Now, one solution for Bioconductor, is to have a single package just
containing standard generics for the project.  This used to be
Biobase, so that all packages using some basic S4 depended on Biobase.
 Now with IRanges etc. and the many additions this is not true
anymore.  One possible "solution" going forward is to get some
consensus about the signature and then design a single base
Bioconductor containing simply a lot of calls to setGeneric.  Of
course, this will not necessarily help your use case a lot, but it
might at least provide more sanity with Bioc.

Kasper




On Mon, Sep 5, 2011 at 6:57 PM, Steve Lianoglou
<mailinglist.honeypot at gmail.com> wrote:
> Hi Martin,
>
> First -- thanks for taking the time to reply to Q's over the holiday.
>
> Second -- I don't want this to come across as a rant or anything, and
> clearly this isn't a bioconductor thing, but more of a core R thing so
> feel free to tune out if you like. If there was an R-philosophy list,
> perhaps that'd be the best venue for further discussion, since what
> follows from here on out doesn't amount to much more than navel gazing
> at this point.
>
> Your reply is interesting since it shows how people think of what it
> means to be a "generic function" in different ways ... and when I say
> "people" I guess I really mean me :-)
>
> In short, I've always thought "the idea" of generic functions is that
> there isn't an IRanges version of cbind, and an xxx version of cbind,
> but rather "cbind" is a function that different classes can register
> functionality against if they so choose.
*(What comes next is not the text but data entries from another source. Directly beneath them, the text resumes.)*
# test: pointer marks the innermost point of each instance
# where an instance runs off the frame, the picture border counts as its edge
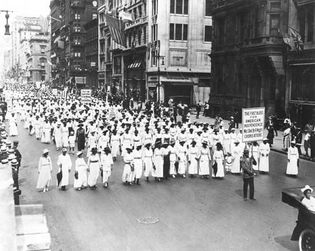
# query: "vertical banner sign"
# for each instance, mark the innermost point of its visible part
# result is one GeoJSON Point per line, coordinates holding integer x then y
{"type": "Point", "coordinates": [253, 120]}
{"type": "Point", "coordinates": [86, 95]}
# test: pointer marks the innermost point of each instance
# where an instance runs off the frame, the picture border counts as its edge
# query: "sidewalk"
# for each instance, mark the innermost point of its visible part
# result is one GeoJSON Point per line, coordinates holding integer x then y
{"type": "Point", "coordinates": [277, 141]}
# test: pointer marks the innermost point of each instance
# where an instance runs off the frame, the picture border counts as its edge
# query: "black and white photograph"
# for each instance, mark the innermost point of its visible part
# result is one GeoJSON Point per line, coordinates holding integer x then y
{"type": "Point", "coordinates": [157, 125]}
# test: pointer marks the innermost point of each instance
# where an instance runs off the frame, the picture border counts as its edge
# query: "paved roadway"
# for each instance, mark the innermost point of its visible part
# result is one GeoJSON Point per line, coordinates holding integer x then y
{"type": "Point", "coordinates": [194, 214]}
Maybe a better example would
> be for the function `length` -- it's a function that is just defined
> in different ways for different classes of things, but you expect most
> all types of classes to respond to `length`, so they should be free to
> implement this generic.
>
> After all, you are provided with a warning when you create a generic
> (say from a base function) that differs in signature from one that's
> already loaded in the working environment. True that warnings aren't
> errors, but still, I take it as something you're not *really* supposed
> to do.
>
> And actually, I think the way exporting of S3 methods from packages
> works is more inline with how I imagine S4 exports *should* work, ie.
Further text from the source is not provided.